I personally don't admire Rome at all yet apparently Western media wants me to. (Some Roman figures are worth it though).

There are 'trends' in education and understanding, not just 'progress': when I was at university, virtually the entire history department was western and modern European and United States history, with one lone professor teaching Ancient (Greek) history. While I was there they added one more professor whose expertise was Byzantine/early Middle East (he was fluent in Turkish and Arabic as well as Greek and Latin) and another (ex Diplomatic Service) who taught Southeast Asia - appropriately, since the Vietnam War was focusing peoples' attention on that area at the time.
Africa, later Middle East, South America, most of Asia, any part of the Ancient/Classical World other than the Mediterranean, was Blank - they might as well have put "Here Be Dragons and Wierd Beasties" in the Course Catalog.

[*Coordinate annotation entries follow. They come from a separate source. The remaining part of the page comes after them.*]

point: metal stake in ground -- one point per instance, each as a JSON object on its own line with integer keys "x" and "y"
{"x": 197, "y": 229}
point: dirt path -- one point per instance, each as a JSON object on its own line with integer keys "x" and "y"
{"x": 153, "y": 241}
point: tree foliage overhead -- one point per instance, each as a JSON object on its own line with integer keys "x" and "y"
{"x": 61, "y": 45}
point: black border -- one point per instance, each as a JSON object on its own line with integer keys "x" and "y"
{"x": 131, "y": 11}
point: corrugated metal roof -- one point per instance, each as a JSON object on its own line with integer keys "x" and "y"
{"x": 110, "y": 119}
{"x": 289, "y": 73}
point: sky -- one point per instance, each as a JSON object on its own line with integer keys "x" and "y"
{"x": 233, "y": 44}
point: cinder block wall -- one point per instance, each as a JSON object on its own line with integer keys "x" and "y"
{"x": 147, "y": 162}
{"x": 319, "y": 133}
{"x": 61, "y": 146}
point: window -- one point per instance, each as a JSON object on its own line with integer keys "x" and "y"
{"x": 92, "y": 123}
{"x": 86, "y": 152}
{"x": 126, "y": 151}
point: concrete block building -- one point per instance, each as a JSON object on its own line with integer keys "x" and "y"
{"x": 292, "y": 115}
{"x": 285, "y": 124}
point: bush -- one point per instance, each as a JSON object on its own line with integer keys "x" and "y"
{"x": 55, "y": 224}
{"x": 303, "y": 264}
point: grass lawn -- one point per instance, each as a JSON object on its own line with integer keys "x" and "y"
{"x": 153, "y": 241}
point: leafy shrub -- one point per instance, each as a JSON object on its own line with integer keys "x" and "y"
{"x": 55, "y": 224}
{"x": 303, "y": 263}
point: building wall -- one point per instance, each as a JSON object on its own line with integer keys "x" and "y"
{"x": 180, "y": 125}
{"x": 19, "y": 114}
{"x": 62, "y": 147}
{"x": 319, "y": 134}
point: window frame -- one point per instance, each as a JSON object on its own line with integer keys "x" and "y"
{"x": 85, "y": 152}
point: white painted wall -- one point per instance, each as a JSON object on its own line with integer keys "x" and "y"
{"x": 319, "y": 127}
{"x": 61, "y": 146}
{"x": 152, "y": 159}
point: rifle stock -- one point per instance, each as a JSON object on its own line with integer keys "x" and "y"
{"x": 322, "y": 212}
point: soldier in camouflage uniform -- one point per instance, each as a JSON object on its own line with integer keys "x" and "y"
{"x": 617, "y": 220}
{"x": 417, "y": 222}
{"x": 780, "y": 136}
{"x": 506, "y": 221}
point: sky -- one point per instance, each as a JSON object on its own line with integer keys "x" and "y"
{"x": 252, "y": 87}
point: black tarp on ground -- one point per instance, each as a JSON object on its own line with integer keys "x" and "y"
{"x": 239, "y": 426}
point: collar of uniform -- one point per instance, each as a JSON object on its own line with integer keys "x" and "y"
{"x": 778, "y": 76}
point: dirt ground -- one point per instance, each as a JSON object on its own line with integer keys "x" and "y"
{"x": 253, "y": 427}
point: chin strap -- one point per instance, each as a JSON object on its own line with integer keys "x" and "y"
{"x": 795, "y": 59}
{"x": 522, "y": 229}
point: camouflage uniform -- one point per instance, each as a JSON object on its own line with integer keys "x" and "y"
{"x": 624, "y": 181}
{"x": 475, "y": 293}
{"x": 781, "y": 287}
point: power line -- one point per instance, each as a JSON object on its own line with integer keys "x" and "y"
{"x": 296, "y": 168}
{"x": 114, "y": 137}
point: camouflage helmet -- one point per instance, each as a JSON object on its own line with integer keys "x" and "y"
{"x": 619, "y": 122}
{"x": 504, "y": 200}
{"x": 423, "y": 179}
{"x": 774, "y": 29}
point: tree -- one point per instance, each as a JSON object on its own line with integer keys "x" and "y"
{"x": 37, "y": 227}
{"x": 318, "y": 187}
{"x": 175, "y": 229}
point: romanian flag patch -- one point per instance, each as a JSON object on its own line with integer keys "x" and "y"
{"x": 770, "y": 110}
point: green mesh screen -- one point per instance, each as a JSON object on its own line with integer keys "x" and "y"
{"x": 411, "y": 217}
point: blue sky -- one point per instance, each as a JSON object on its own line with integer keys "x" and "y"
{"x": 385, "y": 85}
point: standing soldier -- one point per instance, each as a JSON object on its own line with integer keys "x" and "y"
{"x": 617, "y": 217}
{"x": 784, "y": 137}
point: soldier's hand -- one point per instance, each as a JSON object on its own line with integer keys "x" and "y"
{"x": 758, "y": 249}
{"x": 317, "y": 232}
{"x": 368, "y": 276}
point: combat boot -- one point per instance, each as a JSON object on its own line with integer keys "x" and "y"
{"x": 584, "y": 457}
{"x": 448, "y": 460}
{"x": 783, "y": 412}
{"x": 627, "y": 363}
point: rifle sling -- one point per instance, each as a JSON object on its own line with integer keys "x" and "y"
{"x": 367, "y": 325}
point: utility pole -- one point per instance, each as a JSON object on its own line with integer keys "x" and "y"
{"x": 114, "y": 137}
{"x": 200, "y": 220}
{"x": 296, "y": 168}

Some of that has changed. For one thing, my own experience is that playing games that feature other histories and civilizations and cultures stimulates interest in them: for almost 10 years I lectured at the Gaming Artists and Manufacturers Association (GAMA) convention on Actual Military History, because so many gamers (and game designers, for that matter) wanted to know more. The internet has, at the least, given people access to Basic Information from which they can take off into more study, if they desire. You don't need a campus and classroom to be introduced to the Assyrians, which is a huge advantage now compared to 50 or 20 years ago.

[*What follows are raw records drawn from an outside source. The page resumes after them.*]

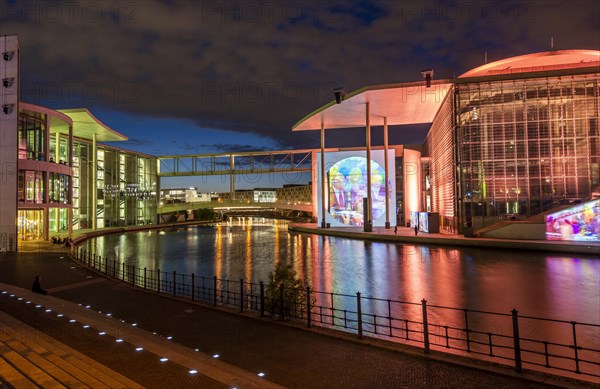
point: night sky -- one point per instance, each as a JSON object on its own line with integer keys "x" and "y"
{"x": 210, "y": 76}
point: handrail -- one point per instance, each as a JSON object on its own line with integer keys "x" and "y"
{"x": 576, "y": 355}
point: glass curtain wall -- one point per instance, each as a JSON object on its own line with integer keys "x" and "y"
{"x": 525, "y": 146}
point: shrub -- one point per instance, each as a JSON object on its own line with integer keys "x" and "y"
{"x": 284, "y": 280}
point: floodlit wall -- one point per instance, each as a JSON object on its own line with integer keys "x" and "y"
{"x": 439, "y": 147}
{"x": 524, "y": 146}
{"x": 9, "y": 112}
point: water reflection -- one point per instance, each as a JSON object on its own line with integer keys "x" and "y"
{"x": 537, "y": 284}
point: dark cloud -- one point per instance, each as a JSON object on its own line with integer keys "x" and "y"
{"x": 258, "y": 67}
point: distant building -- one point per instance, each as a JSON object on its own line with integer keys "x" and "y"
{"x": 516, "y": 136}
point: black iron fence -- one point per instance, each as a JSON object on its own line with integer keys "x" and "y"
{"x": 558, "y": 346}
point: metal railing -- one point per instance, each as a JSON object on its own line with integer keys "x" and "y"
{"x": 508, "y": 338}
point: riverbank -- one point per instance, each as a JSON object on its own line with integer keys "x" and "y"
{"x": 226, "y": 348}
{"x": 406, "y": 235}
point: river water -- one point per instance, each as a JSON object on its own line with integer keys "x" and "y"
{"x": 551, "y": 285}
{"x": 537, "y": 284}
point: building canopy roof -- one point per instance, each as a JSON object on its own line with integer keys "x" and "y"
{"x": 413, "y": 103}
{"x": 548, "y": 60}
{"x": 406, "y": 103}
{"x": 85, "y": 125}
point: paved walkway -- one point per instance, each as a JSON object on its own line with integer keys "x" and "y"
{"x": 288, "y": 356}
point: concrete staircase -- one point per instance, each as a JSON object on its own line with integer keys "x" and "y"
{"x": 31, "y": 359}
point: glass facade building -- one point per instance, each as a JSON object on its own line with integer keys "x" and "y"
{"x": 68, "y": 181}
{"x": 525, "y": 146}
{"x": 515, "y": 138}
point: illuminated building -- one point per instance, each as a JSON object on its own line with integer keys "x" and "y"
{"x": 57, "y": 176}
{"x": 510, "y": 138}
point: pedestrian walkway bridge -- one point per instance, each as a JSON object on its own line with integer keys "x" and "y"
{"x": 226, "y": 206}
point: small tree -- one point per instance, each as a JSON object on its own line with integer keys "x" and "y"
{"x": 285, "y": 293}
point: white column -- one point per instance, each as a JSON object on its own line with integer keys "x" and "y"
{"x": 56, "y": 148}
{"x": 94, "y": 181}
{"x": 314, "y": 185}
{"x": 323, "y": 224}
{"x": 9, "y": 144}
{"x": 231, "y": 178}
{"x": 70, "y": 192}
{"x": 368, "y": 215}
{"x": 387, "y": 166}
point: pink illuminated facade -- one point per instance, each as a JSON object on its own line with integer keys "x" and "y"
{"x": 509, "y": 139}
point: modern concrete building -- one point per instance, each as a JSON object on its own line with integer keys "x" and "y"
{"x": 56, "y": 174}
{"x": 512, "y": 137}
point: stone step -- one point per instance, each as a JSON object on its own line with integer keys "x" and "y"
{"x": 44, "y": 364}
{"x": 58, "y": 356}
{"x": 13, "y": 377}
{"x": 28, "y": 369}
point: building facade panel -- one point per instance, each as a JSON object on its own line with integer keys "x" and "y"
{"x": 525, "y": 146}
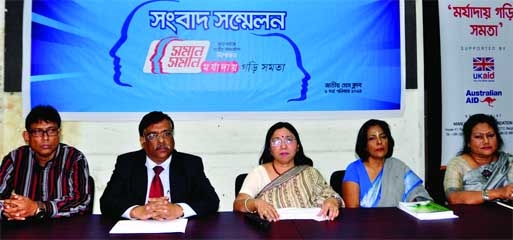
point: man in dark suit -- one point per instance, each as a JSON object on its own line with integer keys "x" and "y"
{"x": 184, "y": 188}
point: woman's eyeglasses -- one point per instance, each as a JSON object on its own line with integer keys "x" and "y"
{"x": 275, "y": 142}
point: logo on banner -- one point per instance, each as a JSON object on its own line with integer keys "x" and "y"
{"x": 483, "y": 69}
{"x": 482, "y": 97}
{"x": 173, "y": 55}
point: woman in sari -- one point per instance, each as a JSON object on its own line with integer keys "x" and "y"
{"x": 480, "y": 172}
{"x": 285, "y": 178}
{"x": 377, "y": 179}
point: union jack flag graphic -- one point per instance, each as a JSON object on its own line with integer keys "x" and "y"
{"x": 483, "y": 64}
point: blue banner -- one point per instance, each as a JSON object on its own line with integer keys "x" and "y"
{"x": 215, "y": 56}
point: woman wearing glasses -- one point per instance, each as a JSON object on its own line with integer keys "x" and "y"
{"x": 285, "y": 178}
{"x": 480, "y": 172}
{"x": 377, "y": 179}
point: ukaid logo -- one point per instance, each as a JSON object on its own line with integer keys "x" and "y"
{"x": 483, "y": 69}
{"x": 482, "y": 97}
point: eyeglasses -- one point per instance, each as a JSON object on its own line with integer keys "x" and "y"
{"x": 481, "y": 136}
{"x": 486, "y": 173}
{"x": 152, "y": 136}
{"x": 278, "y": 141}
{"x": 39, "y": 132}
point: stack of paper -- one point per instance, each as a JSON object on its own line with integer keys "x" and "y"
{"x": 426, "y": 210}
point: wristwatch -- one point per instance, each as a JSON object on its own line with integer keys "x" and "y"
{"x": 485, "y": 195}
{"x": 40, "y": 211}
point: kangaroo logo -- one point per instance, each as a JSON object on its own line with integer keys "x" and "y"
{"x": 489, "y": 100}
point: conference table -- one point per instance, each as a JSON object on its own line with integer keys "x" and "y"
{"x": 475, "y": 222}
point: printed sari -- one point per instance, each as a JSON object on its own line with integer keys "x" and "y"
{"x": 395, "y": 183}
{"x": 300, "y": 187}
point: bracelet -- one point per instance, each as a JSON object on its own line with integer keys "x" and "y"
{"x": 246, "y": 205}
{"x": 484, "y": 193}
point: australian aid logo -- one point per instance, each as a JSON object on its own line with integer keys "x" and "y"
{"x": 483, "y": 69}
{"x": 488, "y": 97}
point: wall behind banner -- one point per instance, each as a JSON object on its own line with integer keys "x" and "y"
{"x": 229, "y": 147}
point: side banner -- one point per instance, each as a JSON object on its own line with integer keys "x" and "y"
{"x": 92, "y": 56}
{"x": 477, "y": 67}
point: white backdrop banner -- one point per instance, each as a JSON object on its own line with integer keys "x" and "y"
{"x": 477, "y": 68}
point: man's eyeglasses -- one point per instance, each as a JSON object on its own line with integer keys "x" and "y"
{"x": 278, "y": 141}
{"x": 39, "y": 132}
{"x": 152, "y": 136}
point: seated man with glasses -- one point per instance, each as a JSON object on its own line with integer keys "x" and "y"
{"x": 158, "y": 182}
{"x": 45, "y": 178}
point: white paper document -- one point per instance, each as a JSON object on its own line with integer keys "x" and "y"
{"x": 149, "y": 226}
{"x": 300, "y": 213}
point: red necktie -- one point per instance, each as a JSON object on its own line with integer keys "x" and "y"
{"x": 156, "y": 189}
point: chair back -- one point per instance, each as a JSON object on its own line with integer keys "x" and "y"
{"x": 336, "y": 180}
{"x": 90, "y": 180}
{"x": 238, "y": 182}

And the best thing about the Roman Empire, IMHO, was that it was the first Inclusive Empire in history. Anybody could become a Roman Citizen, and having gotten Roman Citizenship, they were protected (imperfectly, to be sure) by Roman Law and had all the benefits of Roman Citizenship. This included producing African and Spanish and Thracian Emperors whose ancestry was utterly non-Roman. Unfortunately, while they tried to emulate Roman political and military advantages, the post-Roman Europeans utterly forgot the Roman Inclusiveness in favor of narrow feudal 'rights' and obligations and later, racial/political nationalism.
 
Roman inclusiveness didn't extend to anyone who wasn't drinking from their lap though.
 
I voted for "It’s fine. As long as gameplay is interesting." I think for me the leader itself has always been an abstraction. I value more the historical empires we are representing or are being represented. That being said in some ways it would be nice to see specific leaders abandoned from the get go and have leaders be things you "level up" overtime, have children, and those children become the new leaders per era. That being said that is a lot to ask from Civ and im fairly sure other games have done that concept better in some way.
 
Roman inclusiveness didn't extend to anyone who wasn't drinking from their lap though.

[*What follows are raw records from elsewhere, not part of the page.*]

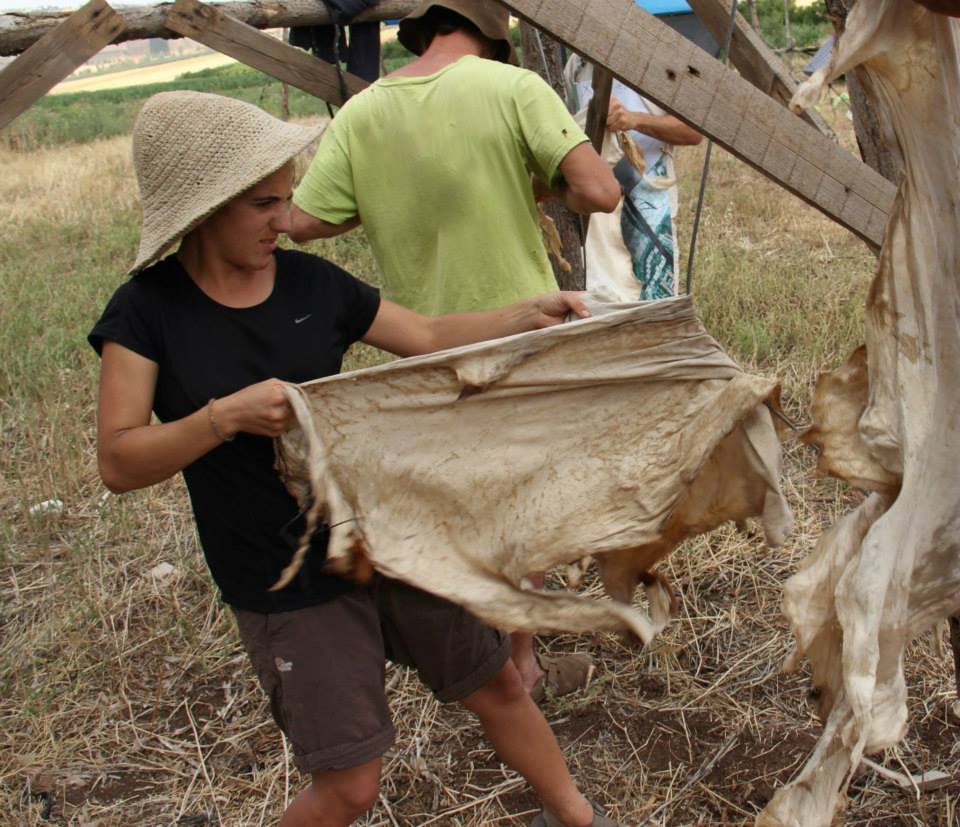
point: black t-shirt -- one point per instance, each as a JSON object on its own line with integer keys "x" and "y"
{"x": 248, "y": 524}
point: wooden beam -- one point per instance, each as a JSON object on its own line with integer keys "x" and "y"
{"x": 18, "y": 31}
{"x": 756, "y": 61}
{"x": 648, "y": 56}
{"x": 55, "y": 56}
{"x": 599, "y": 107}
{"x": 543, "y": 55}
{"x": 210, "y": 26}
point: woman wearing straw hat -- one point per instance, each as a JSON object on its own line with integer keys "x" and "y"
{"x": 203, "y": 338}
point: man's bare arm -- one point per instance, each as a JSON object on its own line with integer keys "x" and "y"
{"x": 304, "y": 227}
{"x": 587, "y": 183}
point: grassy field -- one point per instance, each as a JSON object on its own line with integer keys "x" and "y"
{"x": 142, "y": 75}
{"x": 125, "y": 697}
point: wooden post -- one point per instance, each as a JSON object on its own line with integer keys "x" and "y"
{"x": 219, "y": 31}
{"x": 544, "y": 56}
{"x": 788, "y": 32}
{"x": 753, "y": 58}
{"x": 19, "y": 31}
{"x": 55, "y": 56}
{"x": 662, "y": 65}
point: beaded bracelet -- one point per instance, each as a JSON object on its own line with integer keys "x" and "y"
{"x": 213, "y": 424}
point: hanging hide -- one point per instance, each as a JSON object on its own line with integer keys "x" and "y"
{"x": 461, "y": 471}
{"x": 888, "y": 420}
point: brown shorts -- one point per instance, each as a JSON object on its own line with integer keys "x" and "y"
{"x": 323, "y": 667}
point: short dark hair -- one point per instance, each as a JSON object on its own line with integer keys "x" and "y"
{"x": 441, "y": 20}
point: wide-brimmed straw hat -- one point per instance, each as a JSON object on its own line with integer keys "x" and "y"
{"x": 491, "y": 18}
{"x": 193, "y": 152}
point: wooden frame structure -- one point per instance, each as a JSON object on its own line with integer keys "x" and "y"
{"x": 617, "y": 35}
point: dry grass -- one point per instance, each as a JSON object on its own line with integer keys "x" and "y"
{"x": 126, "y": 699}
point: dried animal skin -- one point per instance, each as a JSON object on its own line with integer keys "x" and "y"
{"x": 551, "y": 239}
{"x": 632, "y": 152}
{"x": 839, "y": 401}
{"x": 462, "y": 471}
{"x": 891, "y": 569}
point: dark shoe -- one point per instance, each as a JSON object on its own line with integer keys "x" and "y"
{"x": 562, "y": 675}
{"x": 547, "y": 819}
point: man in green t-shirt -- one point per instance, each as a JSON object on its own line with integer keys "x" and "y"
{"x": 435, "y": 161}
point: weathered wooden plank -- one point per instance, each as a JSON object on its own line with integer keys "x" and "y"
{"x": 210, "y": 26}
{"x": 55, "y": 56}
{"x": 650, "y": 57}
{"x": 753, "y": 58}
{"x": 599, "y": 107}
{"x": 19, "y": 31}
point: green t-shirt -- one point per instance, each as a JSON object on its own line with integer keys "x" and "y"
{"x": 437, "y": 167}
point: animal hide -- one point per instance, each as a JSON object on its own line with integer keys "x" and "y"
{"x": 888, "y": 420}
{"x": 461, "y": 471}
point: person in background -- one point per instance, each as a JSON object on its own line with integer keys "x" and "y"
{"x": 205, "y": 339}
{"x": 648, "y": 214}
{"x": 435, "y": 161}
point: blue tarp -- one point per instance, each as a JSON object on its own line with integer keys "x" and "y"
{"x": 664, "y": 6}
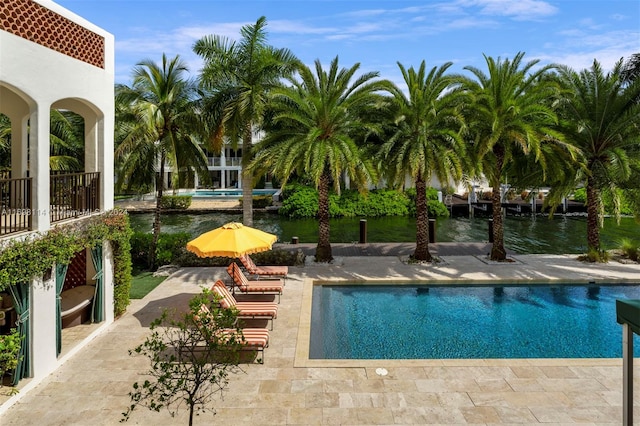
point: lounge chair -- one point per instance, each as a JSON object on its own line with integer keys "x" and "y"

Of course: 'Roman Advantages' were only for members of the Empire, and usually you became that way by being conquered. BUT, unlike other Empires, once conquered Roman Citizenship was generally extended to you pretty quickly, and after that you could share fully in the benefits, unlike earlier (and many later) Empires that were always primarily for the benefit of the Conqueror: no non-Persian ever became a Satrap in the Persian Empire, let alone had any chance whatsoever of becoming King of Kings.

Now the question for the Civ Gamers, is how do you represent that Inclusiveness and its advantages in the game, without making it something that every Civ will try for?
Answer is, it is one of the 'uniques' that really is pretty much Unique to only one Pre-Modern Empire, and so if it is going to be included, it will have to be a Roman Unique Attribute of some kind.